The review will allow Mario Centeno, chairman of the ministers’ group, to prepare a report for a euro zone summit on March 23. The leaders plan to take key political decisions on the future shape of the single currency area in June.
The push for deeper euro zone integration gained new momentum after the election in 2017 of French President Emmanuel Macron, who presented an ambitious agenda that also included the creation of a euro zone finance minister and a euro budget.
But with Germany opposed to a separate euro zone budget and a lack of clarity over the role of a euro finance minister, EU leaders have given priority to boosting the powers of the euro zone bailout fund and working on a more stable banking system.
Both reform paths are intended to make the euro more resilient to financial shocks.
Apart from a new name, the European Stability Mechanism (ESM) is to get greater powers to monitor the economies of countries that ask for its help, so that it can manage future bailouts without the participation of the International Monetary Fund or the European Central Bank.
Crucially, it is to play a role in the possible debt restructuring of countries that ask for a bailout. Germany would like such a restructuring to happen automatically when a government loses market access, but others, like highly indebted Italy, are against, fearing market panic.
The ESM is also to become a financial backstop to the Single Resolution Fund (SRF), which finances the winding-down of failed banks and is financed from accruing bank contributions.
These could, however, prove to be insufficient in a major crisis. So to give the SRF all the firepower it needs, the ESM could lend to it in an emergency and get its money back later.
“We are working on all of it, technically, very hard, in subcommittees.

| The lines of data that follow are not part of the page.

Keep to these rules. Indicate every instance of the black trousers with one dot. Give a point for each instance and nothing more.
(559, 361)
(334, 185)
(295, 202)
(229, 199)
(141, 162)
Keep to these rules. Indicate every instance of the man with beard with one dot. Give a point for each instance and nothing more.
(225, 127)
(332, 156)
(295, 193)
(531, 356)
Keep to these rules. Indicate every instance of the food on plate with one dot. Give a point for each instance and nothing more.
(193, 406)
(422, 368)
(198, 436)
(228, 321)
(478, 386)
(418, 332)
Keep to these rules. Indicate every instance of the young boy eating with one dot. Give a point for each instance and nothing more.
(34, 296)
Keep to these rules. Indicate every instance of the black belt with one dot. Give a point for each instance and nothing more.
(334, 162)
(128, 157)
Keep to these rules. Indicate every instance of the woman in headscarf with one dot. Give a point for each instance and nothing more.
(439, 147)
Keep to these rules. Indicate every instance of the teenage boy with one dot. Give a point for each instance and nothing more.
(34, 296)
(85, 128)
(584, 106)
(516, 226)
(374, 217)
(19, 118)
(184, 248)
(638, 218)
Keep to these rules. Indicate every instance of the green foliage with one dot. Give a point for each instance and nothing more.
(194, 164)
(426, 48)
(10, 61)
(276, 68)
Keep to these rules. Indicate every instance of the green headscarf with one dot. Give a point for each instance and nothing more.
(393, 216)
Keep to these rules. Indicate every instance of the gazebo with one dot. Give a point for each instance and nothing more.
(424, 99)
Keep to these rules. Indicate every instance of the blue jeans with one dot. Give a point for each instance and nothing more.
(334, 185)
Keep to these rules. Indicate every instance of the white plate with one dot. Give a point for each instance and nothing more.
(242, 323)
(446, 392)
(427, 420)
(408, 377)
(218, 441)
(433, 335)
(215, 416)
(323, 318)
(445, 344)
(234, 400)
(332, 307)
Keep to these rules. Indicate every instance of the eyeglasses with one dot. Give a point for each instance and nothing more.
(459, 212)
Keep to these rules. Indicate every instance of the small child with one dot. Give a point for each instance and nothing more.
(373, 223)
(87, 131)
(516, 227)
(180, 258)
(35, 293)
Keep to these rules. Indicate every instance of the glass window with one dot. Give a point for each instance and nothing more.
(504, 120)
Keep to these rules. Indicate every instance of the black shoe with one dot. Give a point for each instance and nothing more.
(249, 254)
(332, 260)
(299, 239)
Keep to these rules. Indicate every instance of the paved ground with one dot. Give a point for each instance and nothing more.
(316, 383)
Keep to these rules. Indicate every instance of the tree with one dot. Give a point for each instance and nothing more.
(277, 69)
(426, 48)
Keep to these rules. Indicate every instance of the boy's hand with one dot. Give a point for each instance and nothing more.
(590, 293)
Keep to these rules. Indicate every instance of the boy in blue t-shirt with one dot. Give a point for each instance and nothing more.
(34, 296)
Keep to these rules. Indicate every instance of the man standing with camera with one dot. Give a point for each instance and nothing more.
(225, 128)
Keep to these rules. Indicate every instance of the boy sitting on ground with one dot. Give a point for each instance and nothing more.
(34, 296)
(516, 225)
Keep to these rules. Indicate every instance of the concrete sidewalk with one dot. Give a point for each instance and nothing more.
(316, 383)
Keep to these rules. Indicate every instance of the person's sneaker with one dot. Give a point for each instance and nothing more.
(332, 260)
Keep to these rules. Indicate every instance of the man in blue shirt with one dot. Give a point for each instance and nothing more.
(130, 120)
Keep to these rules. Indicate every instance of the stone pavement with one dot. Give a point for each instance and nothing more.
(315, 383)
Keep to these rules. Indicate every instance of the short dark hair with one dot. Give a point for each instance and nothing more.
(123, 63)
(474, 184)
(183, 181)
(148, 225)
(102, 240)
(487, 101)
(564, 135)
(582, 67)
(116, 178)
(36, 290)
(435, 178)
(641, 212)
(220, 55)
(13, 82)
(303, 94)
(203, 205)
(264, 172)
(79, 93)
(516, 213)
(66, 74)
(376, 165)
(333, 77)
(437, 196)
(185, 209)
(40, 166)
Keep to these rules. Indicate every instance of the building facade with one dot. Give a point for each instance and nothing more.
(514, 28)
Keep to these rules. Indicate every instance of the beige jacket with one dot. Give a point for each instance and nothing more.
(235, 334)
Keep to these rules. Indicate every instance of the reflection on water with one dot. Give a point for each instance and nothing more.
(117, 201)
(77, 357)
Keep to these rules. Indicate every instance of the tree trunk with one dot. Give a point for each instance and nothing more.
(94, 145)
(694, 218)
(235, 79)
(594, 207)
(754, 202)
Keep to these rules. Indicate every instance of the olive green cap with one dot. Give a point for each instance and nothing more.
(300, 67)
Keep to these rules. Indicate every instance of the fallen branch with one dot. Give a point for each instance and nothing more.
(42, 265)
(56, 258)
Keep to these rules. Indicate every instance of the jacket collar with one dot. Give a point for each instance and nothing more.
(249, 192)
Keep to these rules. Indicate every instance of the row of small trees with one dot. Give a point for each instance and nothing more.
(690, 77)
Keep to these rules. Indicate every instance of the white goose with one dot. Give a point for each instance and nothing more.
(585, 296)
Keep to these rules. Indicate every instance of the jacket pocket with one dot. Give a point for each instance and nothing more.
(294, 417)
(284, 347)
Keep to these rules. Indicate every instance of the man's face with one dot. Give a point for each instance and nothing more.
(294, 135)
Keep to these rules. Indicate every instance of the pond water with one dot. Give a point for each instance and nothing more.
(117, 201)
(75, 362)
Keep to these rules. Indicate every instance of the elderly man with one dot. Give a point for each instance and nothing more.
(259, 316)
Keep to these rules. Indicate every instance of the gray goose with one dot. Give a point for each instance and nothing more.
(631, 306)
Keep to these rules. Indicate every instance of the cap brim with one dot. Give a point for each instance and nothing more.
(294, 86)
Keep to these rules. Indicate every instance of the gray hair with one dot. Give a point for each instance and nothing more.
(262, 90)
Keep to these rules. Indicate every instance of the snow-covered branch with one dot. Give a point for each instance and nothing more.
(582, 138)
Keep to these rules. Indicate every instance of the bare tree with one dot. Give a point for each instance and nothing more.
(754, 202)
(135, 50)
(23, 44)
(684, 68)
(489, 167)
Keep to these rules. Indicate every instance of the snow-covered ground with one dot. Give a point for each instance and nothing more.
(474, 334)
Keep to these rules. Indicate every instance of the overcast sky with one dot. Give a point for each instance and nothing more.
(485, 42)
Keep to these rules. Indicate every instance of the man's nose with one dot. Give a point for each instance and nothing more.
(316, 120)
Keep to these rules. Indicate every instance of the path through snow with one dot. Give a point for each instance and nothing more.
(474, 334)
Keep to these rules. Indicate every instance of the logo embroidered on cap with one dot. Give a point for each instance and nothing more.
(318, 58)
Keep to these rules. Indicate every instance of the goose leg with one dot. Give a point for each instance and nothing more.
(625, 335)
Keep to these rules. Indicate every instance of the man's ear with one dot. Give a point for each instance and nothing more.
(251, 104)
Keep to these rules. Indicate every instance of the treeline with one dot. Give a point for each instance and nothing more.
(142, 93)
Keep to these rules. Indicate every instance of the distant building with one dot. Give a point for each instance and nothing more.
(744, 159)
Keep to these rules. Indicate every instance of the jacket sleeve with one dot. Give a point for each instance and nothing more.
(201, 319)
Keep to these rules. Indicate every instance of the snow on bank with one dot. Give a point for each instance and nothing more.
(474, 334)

It is much too early to draw conclusions on this,” the senior euro zone official said.
The euro zone also wants to complete its banking union, by creating a euro zone-wide deposit insurance scheme which would boost the confidence of savers in banks and protect deposits of up to 100,000 euros in any euro zone bank.
But Germany, Denmark, Estonia, Finland, Ireland, Latvia, Lithuania, the Netherlands and Sweden say that before work on such a deposit insurance scheme can start, euro zone banks have to reduce their exposure to risks.
“There is consensus we should measure how far we have moved in risk reduction, it is discussed now how to measure that,” the official said.
“It is not clear right now what we are going to take into account. We will get a result on this but not now, this will take some time.”
Other issues for the completion of the banking union include how banks should provision for bad loans and whether to set limits on banks’ holdings of securities of a single government.
The ministers are also likely to talk about the idea of a fiscal capacity for the euro zone, the official said, but added that this discussion went hand in hand with talks on better fiscal discipline of euro zone governments.